President Biden’s initial $ 2.3 trillion infrastructure proposal included more than $ 200 billion for affordable housing in places like Kansas City. But, at the dismay of local leaders, the latest compromise version omits affordable housing assistance absolutely.
John Wood, director of neighborhood and housing services in Kansas City, says the city is keenly aware of the longstanding affordable housing shortage.
In 2018, the city council approved creation a housing trust fund. Wood says he’s intended to hold $ 75 million from sources other than federal or state aid. Possible sources of income are sales tax or property tax, the private sector or bond financing.
“These dollars would not have the federal regulations that would go with them and would give the city a lot more flexibility to do creative financing to create more affordable housing units,” Wood said.
But although the fund exists, no money is invested in it. City, community and business leaders have yet to agree where this should come from.
Tenant advocacy group KC Tenants has announced its own people’s housing trust fund – they want to fund it with money taken from the police department and developers.
“Let’s make it really strong and involve the public sector,” Wood said of the town’s initial fund. “Let’s involve the private sector, engage civic leadership and promote this concept that we need to create more affordable housing for people who need it.
Wenske says lasting partnerships will create more permanent solutions than recent ideas such as small household communities and accommodating homeless people in hotel rooms. He sees these ideas as more fashionable than sustainable, and they fail to address the fundamental issues.
In the fall of 2018, Wenske began working with the Salvation Army on some sort of pilot program with one of their rental properties.
“They put homeless people in a house and then they pay the rent,” he says. “And we paid for utilities and all the maintenance and things like that. It worked very well.
The partnership feels enduring – and perhaps one of the many lessons Kansas City can learn from as it struggles to tame the affordable housing crisis.
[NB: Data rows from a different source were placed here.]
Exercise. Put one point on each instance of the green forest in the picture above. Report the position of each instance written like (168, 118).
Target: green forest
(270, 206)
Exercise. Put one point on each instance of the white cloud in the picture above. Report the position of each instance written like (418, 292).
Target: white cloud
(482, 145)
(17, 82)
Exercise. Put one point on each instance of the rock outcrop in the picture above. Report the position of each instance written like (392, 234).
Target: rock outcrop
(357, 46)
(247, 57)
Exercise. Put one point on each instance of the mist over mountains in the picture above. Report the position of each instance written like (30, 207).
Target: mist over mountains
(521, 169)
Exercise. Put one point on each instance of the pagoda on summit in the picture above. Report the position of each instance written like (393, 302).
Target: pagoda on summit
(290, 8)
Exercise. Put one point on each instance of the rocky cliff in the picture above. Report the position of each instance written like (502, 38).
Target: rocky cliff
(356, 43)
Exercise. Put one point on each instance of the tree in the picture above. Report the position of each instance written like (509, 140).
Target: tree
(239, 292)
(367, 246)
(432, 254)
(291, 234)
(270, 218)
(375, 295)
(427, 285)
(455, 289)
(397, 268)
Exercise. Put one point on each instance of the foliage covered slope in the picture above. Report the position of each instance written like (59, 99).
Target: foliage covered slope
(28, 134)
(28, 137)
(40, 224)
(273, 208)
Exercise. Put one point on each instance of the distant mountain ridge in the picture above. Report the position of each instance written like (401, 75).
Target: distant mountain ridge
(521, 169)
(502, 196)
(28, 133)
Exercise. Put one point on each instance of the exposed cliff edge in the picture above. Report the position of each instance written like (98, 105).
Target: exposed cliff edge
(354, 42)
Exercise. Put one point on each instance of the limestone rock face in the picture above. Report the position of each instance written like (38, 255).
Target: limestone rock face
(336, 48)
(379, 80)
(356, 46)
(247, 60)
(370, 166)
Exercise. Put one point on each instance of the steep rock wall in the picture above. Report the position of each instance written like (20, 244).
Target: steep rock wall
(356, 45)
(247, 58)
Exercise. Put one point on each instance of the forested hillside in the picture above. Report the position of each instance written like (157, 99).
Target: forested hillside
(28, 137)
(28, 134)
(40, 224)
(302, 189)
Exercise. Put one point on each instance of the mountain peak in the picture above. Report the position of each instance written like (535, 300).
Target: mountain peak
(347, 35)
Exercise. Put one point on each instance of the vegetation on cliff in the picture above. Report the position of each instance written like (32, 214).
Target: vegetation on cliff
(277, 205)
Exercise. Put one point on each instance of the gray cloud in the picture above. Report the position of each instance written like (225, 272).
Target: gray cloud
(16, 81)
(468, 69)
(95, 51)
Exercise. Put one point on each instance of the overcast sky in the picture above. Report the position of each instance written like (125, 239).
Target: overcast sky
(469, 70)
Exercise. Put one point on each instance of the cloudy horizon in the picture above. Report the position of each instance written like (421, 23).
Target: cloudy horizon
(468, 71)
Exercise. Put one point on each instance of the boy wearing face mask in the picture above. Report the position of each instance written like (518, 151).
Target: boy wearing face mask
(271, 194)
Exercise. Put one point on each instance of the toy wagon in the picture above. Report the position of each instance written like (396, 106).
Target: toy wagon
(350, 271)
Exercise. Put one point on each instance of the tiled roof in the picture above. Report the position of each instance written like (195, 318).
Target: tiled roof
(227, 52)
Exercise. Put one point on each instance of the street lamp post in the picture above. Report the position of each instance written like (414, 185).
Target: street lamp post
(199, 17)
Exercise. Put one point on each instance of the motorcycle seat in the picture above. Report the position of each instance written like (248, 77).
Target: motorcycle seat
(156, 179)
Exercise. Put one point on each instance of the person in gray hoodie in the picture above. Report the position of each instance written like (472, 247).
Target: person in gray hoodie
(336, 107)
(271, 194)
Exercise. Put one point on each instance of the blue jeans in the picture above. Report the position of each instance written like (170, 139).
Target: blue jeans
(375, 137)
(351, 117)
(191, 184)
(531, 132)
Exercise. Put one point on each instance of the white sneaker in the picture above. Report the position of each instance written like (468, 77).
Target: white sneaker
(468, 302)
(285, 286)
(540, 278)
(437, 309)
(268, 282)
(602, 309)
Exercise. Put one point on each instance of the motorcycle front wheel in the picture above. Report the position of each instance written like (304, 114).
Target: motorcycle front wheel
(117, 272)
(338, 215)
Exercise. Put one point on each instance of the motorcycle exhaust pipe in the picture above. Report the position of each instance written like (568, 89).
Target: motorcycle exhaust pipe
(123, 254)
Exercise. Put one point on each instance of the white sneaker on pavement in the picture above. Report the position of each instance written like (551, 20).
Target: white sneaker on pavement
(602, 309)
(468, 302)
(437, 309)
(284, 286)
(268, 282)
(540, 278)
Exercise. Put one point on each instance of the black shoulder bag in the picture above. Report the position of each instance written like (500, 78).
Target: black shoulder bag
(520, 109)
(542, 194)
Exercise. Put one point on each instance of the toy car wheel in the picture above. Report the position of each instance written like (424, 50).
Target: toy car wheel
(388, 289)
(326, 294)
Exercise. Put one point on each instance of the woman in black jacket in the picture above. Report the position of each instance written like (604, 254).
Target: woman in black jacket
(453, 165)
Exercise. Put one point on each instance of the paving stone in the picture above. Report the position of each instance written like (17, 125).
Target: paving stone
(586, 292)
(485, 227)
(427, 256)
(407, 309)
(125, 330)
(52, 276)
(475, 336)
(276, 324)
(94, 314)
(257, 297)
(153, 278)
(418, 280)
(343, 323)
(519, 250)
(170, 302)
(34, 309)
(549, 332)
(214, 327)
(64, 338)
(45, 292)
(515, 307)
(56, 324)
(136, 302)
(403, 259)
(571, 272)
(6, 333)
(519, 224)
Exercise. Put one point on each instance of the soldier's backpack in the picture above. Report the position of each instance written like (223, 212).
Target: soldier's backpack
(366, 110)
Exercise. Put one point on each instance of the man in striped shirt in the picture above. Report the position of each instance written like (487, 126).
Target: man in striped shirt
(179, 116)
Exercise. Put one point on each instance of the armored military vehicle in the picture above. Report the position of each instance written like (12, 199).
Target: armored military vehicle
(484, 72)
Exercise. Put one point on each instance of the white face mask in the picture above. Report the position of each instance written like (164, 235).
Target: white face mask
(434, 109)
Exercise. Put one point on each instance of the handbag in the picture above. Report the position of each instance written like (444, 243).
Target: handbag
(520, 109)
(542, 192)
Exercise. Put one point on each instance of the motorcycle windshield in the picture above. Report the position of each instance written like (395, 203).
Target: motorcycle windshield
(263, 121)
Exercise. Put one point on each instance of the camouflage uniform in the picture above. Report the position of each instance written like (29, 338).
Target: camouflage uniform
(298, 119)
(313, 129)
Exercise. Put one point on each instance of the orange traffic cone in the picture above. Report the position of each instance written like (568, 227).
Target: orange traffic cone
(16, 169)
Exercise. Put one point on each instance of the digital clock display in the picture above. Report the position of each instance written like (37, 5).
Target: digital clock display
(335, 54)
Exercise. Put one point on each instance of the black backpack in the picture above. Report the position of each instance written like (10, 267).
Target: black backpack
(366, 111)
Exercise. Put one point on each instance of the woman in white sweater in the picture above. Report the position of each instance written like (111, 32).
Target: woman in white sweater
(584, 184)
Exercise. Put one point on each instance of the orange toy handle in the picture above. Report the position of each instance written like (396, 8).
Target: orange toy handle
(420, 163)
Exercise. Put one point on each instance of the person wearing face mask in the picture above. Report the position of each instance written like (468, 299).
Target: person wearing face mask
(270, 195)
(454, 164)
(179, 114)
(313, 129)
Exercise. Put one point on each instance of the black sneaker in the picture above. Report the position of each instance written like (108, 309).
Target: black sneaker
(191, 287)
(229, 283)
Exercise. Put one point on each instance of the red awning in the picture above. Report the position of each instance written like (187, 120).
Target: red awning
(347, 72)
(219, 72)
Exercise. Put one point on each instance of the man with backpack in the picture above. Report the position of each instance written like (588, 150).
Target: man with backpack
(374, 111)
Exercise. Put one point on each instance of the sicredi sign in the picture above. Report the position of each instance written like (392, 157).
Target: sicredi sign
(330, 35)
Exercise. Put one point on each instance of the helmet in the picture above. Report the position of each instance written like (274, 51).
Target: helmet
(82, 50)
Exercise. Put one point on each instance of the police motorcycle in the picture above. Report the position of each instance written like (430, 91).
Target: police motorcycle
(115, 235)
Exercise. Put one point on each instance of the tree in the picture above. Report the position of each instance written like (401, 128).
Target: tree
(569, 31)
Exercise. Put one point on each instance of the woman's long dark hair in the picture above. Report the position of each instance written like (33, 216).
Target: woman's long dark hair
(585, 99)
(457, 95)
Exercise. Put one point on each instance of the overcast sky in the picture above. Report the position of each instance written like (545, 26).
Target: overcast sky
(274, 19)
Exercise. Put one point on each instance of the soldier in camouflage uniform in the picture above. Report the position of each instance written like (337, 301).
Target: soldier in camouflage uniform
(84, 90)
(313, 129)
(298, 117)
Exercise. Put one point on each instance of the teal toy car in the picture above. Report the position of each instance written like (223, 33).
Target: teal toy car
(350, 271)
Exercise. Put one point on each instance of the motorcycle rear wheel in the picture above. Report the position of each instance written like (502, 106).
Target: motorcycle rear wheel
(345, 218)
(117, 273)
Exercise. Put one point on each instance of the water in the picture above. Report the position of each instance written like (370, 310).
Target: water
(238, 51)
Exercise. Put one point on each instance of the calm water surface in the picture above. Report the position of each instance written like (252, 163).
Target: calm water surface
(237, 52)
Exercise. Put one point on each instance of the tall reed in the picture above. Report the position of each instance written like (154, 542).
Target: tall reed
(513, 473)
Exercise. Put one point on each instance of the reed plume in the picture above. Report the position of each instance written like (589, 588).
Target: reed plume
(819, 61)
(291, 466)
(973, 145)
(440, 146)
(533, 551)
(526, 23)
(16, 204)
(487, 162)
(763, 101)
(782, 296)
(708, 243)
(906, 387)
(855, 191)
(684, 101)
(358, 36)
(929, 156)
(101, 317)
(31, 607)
This piece is part of a collaboration that includes the Institute for Nonprofit News, The Beacon / KCUR 89.3; Bridge Michigan / Side Effects Public Media; Cicero Independiente / South Side Weekly; Detour Detroit / Planet Detroit / Tostada Magazine; Evanston Roundtable / Growing Community Media; Pilot and review Madison365 / Wausau; and MinnPost / Sahan Journal.
The project was made possible through a grant from the Robert Wood Johnson Foundation with additional support from INN’s Amplify News project and the Solutions Journalism Network.